2- The command did not give me any message back
Thanks. Please can you also post outputs (on the GPU node) of the commands
nvidia-smi
uname -a
Also, is there a risk of other GPU workloads “colliding” with the 3DFlex reconstruction job by running on the same GPU?
1- smi
Wed Jun 21 10:36:42 2023
+-----------------------------------------------------------------------------+
| NVIDIA-SMI 510.60.02 Driver Version: 510.60.02 CUDA Version: 11.6 |
|-------------------------------+----------------------+----------------------+
| GPU Name Persistence-M| Bus-Id Disp.A | Volatile Uncorr.
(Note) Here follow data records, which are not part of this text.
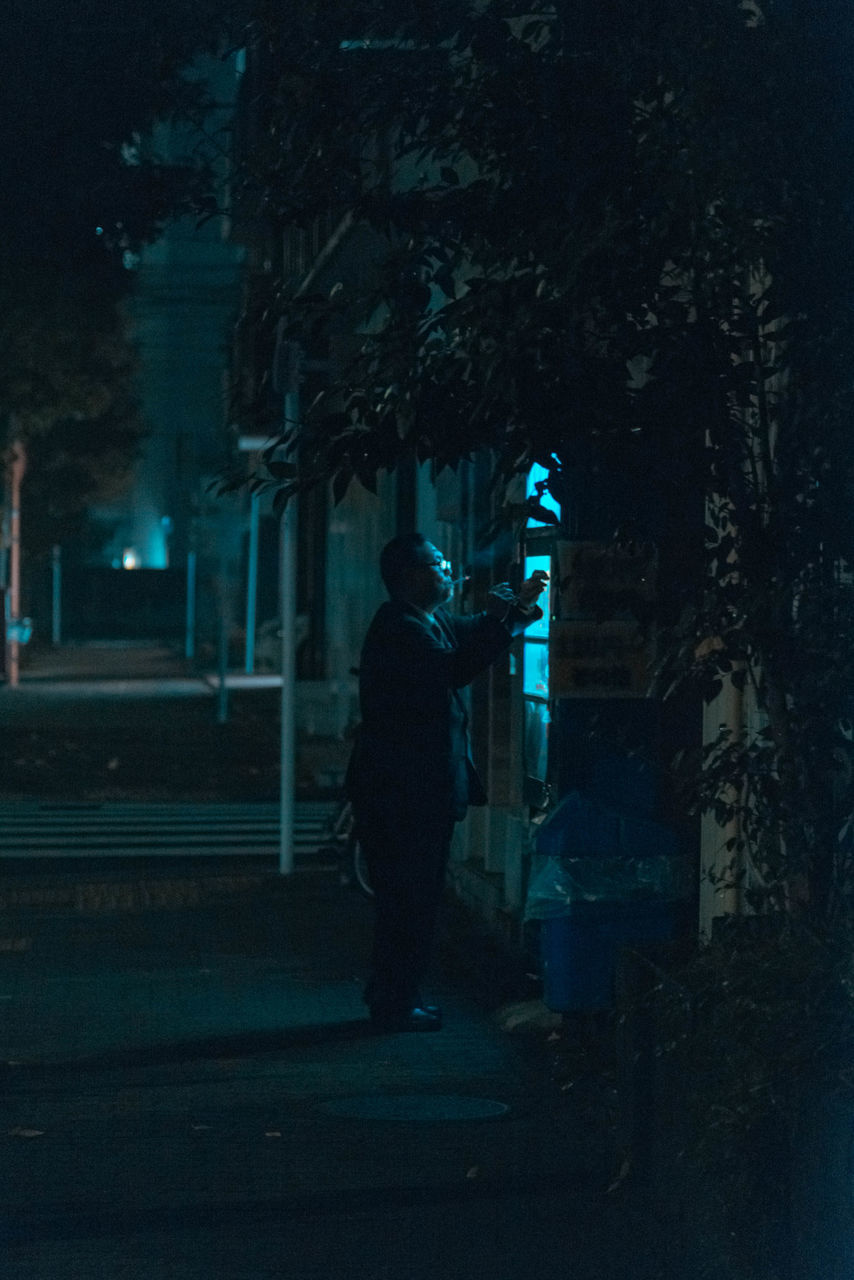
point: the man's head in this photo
(416, 571)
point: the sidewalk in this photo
(190, 1088)
(192, 1091)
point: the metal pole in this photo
(288, 621)
(251, 581)
(56, 597)
(190, 627)
(288, 615)
(18, 465)
(222, 695)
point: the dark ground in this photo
(188, 1087)
(101, 723)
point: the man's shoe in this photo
(414, 1020)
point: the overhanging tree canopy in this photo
(616, 237)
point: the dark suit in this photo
(411, 776)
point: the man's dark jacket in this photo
(411, 758)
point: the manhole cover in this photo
(416, 1106)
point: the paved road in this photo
(172, 1084)
(32, 831)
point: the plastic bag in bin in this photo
(563, 882)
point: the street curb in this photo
(105, 896)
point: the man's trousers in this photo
(406, 860)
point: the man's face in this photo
(430, 579)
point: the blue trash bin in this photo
(580, 947)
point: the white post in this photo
(17, 467)
(288, 618)
(190, 622)
(56, 597)
(251, 581)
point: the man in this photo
(411, 776)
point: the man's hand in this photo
(499, 600)
(531, 588)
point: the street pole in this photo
(190, 622)
(288, 620)
(17, 467)
(56, 597)
(251, 581)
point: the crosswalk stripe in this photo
(156, 830)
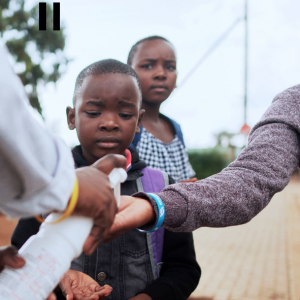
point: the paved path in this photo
(256, 261)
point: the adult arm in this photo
(235, 195)
(37, 171)
(180, 271)
(238, 193)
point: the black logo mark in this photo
(43, 16)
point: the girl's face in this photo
(155, 64)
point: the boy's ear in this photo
(71, 117)
(141, 114)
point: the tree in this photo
(38, 54)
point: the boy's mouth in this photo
(159, 88)
(108, 142)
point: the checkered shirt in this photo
(171, 158)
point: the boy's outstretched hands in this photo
(76, 285)
(96, 198)
(133, 213)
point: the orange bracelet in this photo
(70, 208)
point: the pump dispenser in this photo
(49, 253)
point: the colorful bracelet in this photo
(70, 208)
(161, 213)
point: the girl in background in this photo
(160, 143)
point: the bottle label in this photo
(35, 281)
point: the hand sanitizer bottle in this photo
(49, 253)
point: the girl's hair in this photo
(135, 46)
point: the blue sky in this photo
(212, 99)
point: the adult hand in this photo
(76, 285)
(132, 213)
(96, 198)
(9, 257)
(194, 179)
(141, 297)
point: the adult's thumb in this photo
(107, 163)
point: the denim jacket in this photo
(125, 262)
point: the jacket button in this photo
(101, 276)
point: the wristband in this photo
(161, 213)
(70, 208)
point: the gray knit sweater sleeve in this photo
(235, 195)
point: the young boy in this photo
(106, 115)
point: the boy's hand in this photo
(141, 297)
(76, 285)
(133, 213)
(96, 198)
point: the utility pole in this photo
(246, 62)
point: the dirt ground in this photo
(256, 261)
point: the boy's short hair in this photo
(135, 46)
(105, 66)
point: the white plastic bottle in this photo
(49, 253)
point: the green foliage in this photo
(207, 162)
(31, 48)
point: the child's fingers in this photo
(65, 285)
(51, 297)
(9, 257)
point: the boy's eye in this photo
(147, 66)
(93, 114)
(171, 68)
(125, 116)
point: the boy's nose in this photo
(160, 73)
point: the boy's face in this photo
(106, 115)
(155, 64)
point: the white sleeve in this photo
(36, 169)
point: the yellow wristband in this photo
(70, 208)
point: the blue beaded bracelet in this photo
(161, 213)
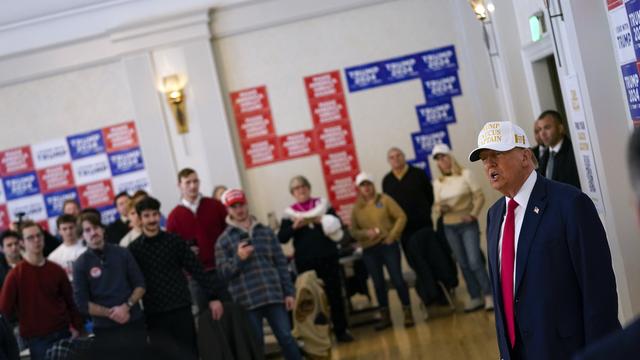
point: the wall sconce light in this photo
(173, 87)
(479, 9)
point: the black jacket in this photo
(564, 166)
(414, 194)
(116, 231)
(309, 241)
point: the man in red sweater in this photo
(40, 292)
(199, 220)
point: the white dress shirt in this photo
(522, 198)
(193, 206)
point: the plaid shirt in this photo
(262, 278)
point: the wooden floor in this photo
(443, 336)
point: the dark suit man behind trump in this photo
(549, 260)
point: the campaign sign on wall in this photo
(424, 141)
(297, 144)
(124, 162)
(621, 32)
(18, 186)
(56, 178)
(261, 152)
(15, 161)
(334, 137)
(441, 85)
(55, 200)
(120, 137)
(323, 85)
(339, 162)
(436, 112)
(439, 59)
(87, 144)
(327, 111)
(87, 167)
(632, 87)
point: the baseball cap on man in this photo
(233, 196)
(499, 136)
(362, 177)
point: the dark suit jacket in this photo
(624, 344)
(536, 152)
(564, 166)
(565, 290)
(116, 231)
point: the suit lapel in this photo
(532, 216)
(493, 240)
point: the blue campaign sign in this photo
(54, 201)
(633, 12)
(127, 161)
(631, 85)
(366, 76)
(19, 186)
(436, 112)
(425, 140)
(401, 69)
(421, 164)
(87, 144)
(441, 84)
(439, 59)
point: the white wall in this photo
(279, 56)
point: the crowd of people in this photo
(139, 283)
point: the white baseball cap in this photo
(332, 227)
(440, 149)
(499, 136)
(362, 177)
ECC |
| Fan Temp Perf Pwr:Usage/Cap| Memory-Usage | GPU-Util Compute M. |
| | | MIG M. |
|===============================+======================+======================|
| 0 NVIDIA RTX A6000 Off | 00000000:18:00.0 Off | Off |
| 38% 66C P2 91W / 300W | 1008MiB / 49140MiB | 0% Default |
| | | N/A |
+-------------------------------+----------------------+----------------------+
| 1 NVIDIA RTX A6000 Off | 00000000:3B:00.0 On | Off |
| 53% 80C P2 244W / 300W | 5890MiB / 49140MiB | 31% Default |
| | | N/A |
+-------------------------------+----------------------+----------------------+
| 2 NVIDIA RTX A6000 Off | 00000000:86:00.0 Off | Off |
| 30% 51C P8 19W / 300W | 3076MiB / 49140MiB | 0% Default |
| | | N/A |
+-------------------------------+----------------------+----------------------+
| 3 NVIDIA RTX A6000 Off | 00000000:AF:00.0 Off | Off |
| 30% 40C P8 21W / 300W | 3MiB / 49140MiB | 0% Default |
| | | N/A |
+-------------------------------+----------------------+----------------------+
+-----------------------------------------------------------------------------+
| Processes: |
| GPU GI CI PID Type Process name GPU Memory |
| ID ID Usage |
|=============================================================================|
| 0 N/A N/A 36621 C python 1005MiB |
| 1 N/A N/A 2523 G /usr/bin/X 229MiB |
| 1 N/A N/A 4045 G /usr/bin/gnome-shell 44MiB |
| 1 N/A N/A 5039 G /usr/lib64/firefox/firefox 222MiB |
| 1 N/A N/A 37003 G /usr/lib64/firefox/firefox 88MiB |
| 1 N/A N/A 37638 C python 4871MiB |
| 1 N/A N/A 82692 G /usr/lib64/firefox/firefox 4MiB |
| 1 N/A N/A 106666 G /usr/lib64/firefox/firefox 88MiB |
| 1 N/A N/A 117873 G /usr/lib64/firefox/firefox 4MiB |
| 1 N/A N/A 118039 G /usr/lib64/firefox/firefox 90MiB |
| 1 N/A N/A 119616 G /usr/lib64/firefox/firefox 88MiB |
| 1 N/A N/A 154365 G /usr/lib64/firefox/firefox 4MiB |
| 1 N/A N/A 159823 G /usr/lib64/firefox/firefox 97MiB |
| 1 N/A N/A 241697 G ...mera64-1.16/bin/python2.7 44MiB |
| 2 N/A N/A 38973 C python 3073MiB |
+-----------------------------------------------------------------------------+
2- uname
Linux c114718 3.10.0-1160.59.1.el7.x86_64 #1 SMP Wed Feb 23 16:47:03 UTC 2022 x86_64 x86_64 x86_64 GNU/Linux
I do not think we may have been overloading the GPU. But to make sure, i will schedule it during a quiet period and see if it makes any different.
Given the kernel version
you may also try if defining
export CRYOSPARC_NO_PAGELOCK="true"
inside /path/to/cryosparc_worker/config.sh
(details) and see if this change affects the job’s behavior.